Molecular dynamic simulations of POL, POL-D, and POL-PD. (A) Diffusion of POL from the hydrophobic core of the DPC micelle to the interface over molecular dynamic time. (B) Stereoview of 20 conformers of POL obtained in the last steps of 24 ns molecular dynamics simulations with time-averaged distance constraints and φ dihedral angle constraints as well as POL structure obtained after 24 ns of MD simulations. The side chains of Arg², 2-Nal³, Tyr⁵, and Arg¹⁴ that crucial for binding to CXCR4 are marked in red. (C) Stereoview of a comparison of the 3D structure of POL obtained in this study (cyan) with the 3D crystal structure of CVX15 (orange) extracted from the CXCR4-CVX15 complex taken from PDB database (3OE0). (D) Surface electrostatic potential of POL. Electrostatic potential is presented as blue for positive and white for neutral potentials. Figure was prepared with MOLMOL. Position of (E) POL-D and (F) POL-PD in the DPC micelle after 24 ns of MD simulations. (G) Stereoview of a comparison of the 3D structures of POL (blue), POL-D (green), and POL-PD (firebrick) obtained after 24 ns of MD simulations.

Figure 4

POL peptidomimetics affinity. (A) Representative normalized curves of in vitro inhibition of CXCL12-red binding to CXCR4, illustrating decrease of IC₅₀ upon transition from CVX15 to POL and conjugation of DOTA or PEG₁₂-DOTA. (B) Superimposed binding modes of CVX15 (red), POL (blue), and POL-D (green) to CXCR4 as predicted by an in situ ligand minimization protocol (Discovery Studio 3.1 client).
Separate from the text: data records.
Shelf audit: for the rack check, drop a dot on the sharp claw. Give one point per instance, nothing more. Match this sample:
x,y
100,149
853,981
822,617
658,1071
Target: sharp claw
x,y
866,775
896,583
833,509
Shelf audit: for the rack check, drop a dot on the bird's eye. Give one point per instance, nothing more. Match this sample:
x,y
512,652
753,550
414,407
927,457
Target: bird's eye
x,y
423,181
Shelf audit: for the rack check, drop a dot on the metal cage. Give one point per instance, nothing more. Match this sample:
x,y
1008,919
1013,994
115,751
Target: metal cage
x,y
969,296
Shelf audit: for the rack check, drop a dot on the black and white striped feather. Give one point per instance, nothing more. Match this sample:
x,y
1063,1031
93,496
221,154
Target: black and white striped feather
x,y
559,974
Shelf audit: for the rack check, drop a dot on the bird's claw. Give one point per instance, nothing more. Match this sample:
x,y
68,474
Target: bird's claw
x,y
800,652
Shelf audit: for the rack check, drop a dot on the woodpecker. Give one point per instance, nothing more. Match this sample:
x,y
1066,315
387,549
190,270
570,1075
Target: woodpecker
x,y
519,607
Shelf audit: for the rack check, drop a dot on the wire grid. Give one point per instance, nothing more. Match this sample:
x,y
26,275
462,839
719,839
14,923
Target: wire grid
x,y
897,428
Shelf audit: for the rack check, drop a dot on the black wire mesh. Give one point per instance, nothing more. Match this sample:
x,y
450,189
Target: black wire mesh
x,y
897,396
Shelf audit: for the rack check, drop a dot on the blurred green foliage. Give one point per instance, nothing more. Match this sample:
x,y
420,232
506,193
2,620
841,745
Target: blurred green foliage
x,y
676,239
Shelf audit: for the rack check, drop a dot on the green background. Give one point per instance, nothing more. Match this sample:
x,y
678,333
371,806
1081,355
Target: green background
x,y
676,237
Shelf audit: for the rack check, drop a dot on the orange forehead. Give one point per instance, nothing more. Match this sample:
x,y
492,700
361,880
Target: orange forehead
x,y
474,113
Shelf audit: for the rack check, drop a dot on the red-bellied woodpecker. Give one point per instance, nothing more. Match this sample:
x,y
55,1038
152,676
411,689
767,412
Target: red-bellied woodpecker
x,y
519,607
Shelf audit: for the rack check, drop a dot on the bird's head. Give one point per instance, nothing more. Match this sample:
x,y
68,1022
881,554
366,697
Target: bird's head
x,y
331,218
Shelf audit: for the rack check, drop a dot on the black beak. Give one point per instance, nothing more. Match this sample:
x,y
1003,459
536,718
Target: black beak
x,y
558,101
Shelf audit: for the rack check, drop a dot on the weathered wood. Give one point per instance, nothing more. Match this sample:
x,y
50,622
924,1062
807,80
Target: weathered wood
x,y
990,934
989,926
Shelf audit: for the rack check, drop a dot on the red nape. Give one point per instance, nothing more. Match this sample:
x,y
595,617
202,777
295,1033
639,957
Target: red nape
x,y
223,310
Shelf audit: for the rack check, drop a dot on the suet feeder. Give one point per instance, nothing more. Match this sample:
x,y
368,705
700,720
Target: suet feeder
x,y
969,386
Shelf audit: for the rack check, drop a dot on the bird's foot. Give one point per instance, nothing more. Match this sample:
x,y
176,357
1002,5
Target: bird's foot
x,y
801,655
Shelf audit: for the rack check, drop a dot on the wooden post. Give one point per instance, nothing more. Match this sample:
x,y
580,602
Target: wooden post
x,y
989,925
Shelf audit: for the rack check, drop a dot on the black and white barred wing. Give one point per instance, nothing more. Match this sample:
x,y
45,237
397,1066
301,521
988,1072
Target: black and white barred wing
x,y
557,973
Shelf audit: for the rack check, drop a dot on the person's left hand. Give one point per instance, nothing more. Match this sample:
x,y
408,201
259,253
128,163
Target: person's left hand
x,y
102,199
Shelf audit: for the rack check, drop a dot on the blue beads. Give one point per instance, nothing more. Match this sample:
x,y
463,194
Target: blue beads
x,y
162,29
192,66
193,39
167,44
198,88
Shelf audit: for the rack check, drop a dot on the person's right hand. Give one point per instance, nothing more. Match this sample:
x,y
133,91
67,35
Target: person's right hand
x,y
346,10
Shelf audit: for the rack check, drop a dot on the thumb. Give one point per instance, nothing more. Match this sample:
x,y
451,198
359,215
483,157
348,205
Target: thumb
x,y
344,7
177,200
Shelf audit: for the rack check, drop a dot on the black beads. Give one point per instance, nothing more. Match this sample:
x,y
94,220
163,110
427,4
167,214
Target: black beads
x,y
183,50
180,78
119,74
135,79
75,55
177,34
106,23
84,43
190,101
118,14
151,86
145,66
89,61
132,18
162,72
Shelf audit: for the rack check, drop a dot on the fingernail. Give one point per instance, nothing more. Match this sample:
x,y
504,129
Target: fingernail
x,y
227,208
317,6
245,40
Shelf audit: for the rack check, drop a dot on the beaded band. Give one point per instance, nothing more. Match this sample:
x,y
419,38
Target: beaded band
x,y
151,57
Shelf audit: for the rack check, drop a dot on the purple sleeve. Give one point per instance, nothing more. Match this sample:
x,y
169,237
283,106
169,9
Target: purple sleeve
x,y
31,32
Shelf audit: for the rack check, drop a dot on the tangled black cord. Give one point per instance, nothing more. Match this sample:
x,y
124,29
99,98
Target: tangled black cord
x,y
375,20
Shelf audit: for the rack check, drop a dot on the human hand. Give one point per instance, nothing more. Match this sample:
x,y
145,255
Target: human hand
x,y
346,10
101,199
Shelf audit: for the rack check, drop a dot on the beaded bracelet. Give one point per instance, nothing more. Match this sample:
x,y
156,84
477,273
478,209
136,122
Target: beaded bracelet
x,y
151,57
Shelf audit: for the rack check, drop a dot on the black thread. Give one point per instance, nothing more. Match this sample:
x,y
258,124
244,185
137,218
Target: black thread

The in situ experiments used 3OE0 X-ray coordinates of CXCR4. The protein is presented as a light gray line ribbon. (C) In vitro binding of [¹¹¹In]POL-D and POL-PD to U87 and U87-stb-CXCR4 cells; ***, P < 0.001.

Figure 5

Specificity of POL-D and POL-PD binding to CXCR4. Ex vivo biodistribution of [¹¹¹In]POL-D and [¹¹¹In]POL-PD in NOD/SCID mice bearing U87 and U87-stb-CXCR4 glioblastoma xenografts brain tumor (n = 3), presented as percent of injected dose per gram tissue (% ID/g) at 90 min post injection (A). (B) Blocking experiments, in which mice were injected with different doses (5, 15, and 45 µg) of POL3026 30 min prior to the administration of [¹¹¹In]POL-D. (C) Ex vivo biodistribution 24 h after administration of [¹¹¹In]POL-D and [¹¹¹In]POL-PD. **, P < 0.01; ***, P < 0.001.

Figure 6

Imaging CXCR4 expression with POL peptidomimetics: Representative whole body SPECT/CT images of NOD/SCID mice bearing U87 and U87-stb-CXCR4 glioblastoma xenografts on left (unfilled arrow) and right (solid arrow) flanks, respectively, recorded (A) 2 h and (B) 24 h after tail vein injection of ~350 µCi of [¹¹¹In]POL-D (left panel) and [¹¹¹In]POL-PD (right panel). All images were scaled to the same maximum threshold value. K, kidney; L, liver; B, bladder. Images clearly indicate that CXCR4 expression can be detected using both radiotracers due the high and specific accumulation in U87-stb-CXCR4 tumors.